Slumberland Records has a history of having some pretty fantastic bands release albums with them. As a result, it’s been this reviewer’s MO to expect some good things out of Slumberland. Evans The Death, a British Indie Pop band is releasing their latest album, Expect Delays under Slumberland (in the US) and Fortuna Pop! (in the UK). As a result, the expectations are high –and sure enough, the band delivers.
Expect Delays, is plain and simple, a really fantastic example of a great indie pop album. This becomes apparent pretty quickly for many reasons. Throughout the album, Evans The Death slings a series of catchy melodies to allure you, paired with some really powerful and heartfelt singing from Katherine Whitaker. The combination is beautiful.
Evans The Death demonstrates their magic well in the fifth track, “Bad Year.” The main melody is a bit jaunty. The guitars are cheerful and the bass seems to ring out with a smile. On the other hand, when Whitaker sings out a simple line in the chorus, “I’ve had a bad year,” it all really hits home. You almost want to look to the band and say, “Yeah, I bet you did.” Expect Delays comes with all the raw emotion you’d expect from indie pop, packaged in the same friendly melodies.
Evans The Death does a fantastic job pretending the year is somewhere around 1995; and that’s both really good and really shocking. If it weren’t for bands like Evans The Death, indie pop would disappear from existence pretty quickly. Indie pop has aged a bit and it isn’t often the fans get some massive hit of an album. It’s not like the majority of songs scream out, “Oh my god it is so 2015,” but when you hear the word ‘e-cigarette’ worked in, it stands out –and then it settles in. Indie pop really is on life support. Evans The Death is bringing it back. The band somehow manages to do everything right, without seeming like a gimmick. The execution is perfect. Expect Delays is a perfect throwback to the 90’s twee world. It has all the right emotional expression and jangly melodies.

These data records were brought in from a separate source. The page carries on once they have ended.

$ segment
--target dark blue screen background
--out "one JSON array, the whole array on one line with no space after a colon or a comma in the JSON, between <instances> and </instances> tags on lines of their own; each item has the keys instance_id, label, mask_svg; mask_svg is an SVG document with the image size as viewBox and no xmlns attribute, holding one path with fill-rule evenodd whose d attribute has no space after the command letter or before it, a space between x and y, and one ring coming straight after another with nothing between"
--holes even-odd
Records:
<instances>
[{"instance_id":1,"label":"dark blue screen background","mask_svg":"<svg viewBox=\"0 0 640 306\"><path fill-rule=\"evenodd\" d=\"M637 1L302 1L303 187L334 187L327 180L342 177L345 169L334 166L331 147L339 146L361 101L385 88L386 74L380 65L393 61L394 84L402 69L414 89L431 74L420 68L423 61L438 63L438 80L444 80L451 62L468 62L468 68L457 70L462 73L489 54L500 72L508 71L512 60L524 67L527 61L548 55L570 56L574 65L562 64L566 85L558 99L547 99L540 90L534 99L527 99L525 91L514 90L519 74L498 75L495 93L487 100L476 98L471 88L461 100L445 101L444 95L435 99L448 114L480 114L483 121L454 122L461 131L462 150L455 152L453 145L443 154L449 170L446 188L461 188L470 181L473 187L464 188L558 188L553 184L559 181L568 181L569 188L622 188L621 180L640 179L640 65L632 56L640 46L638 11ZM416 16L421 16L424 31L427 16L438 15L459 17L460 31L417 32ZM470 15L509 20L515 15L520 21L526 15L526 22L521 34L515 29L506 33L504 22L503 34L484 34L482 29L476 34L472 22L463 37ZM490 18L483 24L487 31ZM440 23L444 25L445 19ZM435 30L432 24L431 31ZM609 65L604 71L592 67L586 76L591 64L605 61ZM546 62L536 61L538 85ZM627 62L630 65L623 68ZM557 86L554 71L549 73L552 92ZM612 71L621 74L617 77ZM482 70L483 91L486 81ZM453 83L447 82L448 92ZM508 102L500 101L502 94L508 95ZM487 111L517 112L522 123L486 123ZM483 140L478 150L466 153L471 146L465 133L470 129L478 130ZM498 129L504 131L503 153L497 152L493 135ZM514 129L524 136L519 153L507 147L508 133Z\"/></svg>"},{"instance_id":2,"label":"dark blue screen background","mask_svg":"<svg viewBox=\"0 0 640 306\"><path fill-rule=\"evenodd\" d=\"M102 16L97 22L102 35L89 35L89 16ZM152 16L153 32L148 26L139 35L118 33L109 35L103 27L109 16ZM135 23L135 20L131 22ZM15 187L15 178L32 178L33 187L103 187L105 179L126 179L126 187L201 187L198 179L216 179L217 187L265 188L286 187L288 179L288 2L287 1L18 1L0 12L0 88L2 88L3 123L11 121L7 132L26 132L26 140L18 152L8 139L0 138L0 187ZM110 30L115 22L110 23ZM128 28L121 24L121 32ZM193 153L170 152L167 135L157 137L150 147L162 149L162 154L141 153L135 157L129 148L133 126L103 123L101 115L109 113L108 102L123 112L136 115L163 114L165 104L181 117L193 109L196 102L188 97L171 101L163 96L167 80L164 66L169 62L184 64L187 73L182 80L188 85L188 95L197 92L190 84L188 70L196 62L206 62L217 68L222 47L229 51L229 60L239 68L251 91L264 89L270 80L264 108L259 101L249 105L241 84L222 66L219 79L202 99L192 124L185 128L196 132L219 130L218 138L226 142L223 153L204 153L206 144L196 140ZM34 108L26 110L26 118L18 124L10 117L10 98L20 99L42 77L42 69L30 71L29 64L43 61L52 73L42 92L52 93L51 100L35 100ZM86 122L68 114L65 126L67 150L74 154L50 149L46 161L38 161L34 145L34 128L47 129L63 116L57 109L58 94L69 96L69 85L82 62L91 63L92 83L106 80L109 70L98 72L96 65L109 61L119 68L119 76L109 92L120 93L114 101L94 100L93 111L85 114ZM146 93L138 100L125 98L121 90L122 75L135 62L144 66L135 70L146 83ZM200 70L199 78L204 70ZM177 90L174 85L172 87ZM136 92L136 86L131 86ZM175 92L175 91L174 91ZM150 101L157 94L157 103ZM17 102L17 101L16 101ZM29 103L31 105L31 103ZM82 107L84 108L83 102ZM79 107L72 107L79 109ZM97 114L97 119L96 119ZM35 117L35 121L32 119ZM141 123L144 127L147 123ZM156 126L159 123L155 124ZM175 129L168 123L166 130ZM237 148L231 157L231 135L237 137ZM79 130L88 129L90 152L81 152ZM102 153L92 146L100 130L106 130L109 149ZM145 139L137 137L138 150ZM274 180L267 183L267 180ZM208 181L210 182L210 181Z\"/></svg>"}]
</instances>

Without getting too ahead of ourselves, let’s admit the fault too. Expect Delays has a serious habit of sounding bipolar. The album really feels a bit inconsistent and even messy at times. For instance, the second track, “Terrified,” is hefty, almost spacey. The bass line comes off strong, the guitar comes off like a wild jam at times. Truthfully this isn’t a high point of the album, the song feels just plain noisy, but it’s still acceptable. Then, suddenly, the third track changes things up completely. “Sledgehammer,” is much more digestible. The melodies are cheerful, there isn’t a million layers of texture but rather a well composed mix. The song actually does a great job standing out as one of the more fun tunes. Observe the difference –the transition between these tracks is probably the most extreme, but this is common place across Expect Delays. Not knowing what’s to come next, and having your otherwise swooning emotions being placed on this bumpy rollercoaster is a rough ride for certain.
Unfortunately, Expect Delays suffers the common syndrome of just plain lacking anything extremely memorable –a single song to stick with you, a ‘blockbuster’. This isn’t to say the album as a whole isn’t memorable or the songs aren’t great, things could just be more outstanding.
On the flip side, of the thirteen tracks, a few songs did stand out. The mostly acoustic tune, “Shanty comes to mind. With a nice neutral pace, the song works through a simple series of chords, mixed with supporting instrumental lines. The bass acts like a solid anchor and after you add the vocals? –the song just becomes really nice. The closing track, “Don’t Beat Yourself Up,” also comes to mind. The electric guitar lays the groundwork while the vocals sell it all. The entire thing is like a defeated pep talk. You can tell the musicians behind Evans The Death had to deal with some hell to make a song like this; yet to hear the words, “Give yourself a chance,” being sung is just a pleasant way to end things.
Twee, indie pop, a bunch of cute kids playing cute songs –no matter what you want to call it, seems like the genre was dead. Evans The Death proves with their new album, Expect Delays, that indie is far from dead. Solid execution, genuine feeling, and some of the smoothest melodies make Expect Delays too good. We started out by saying anything that passes through Slumberland deserves a warm welcome. After Expect Delays, it’s probably safe to say that anything Evans The Death produces also deserves that very warm welcome.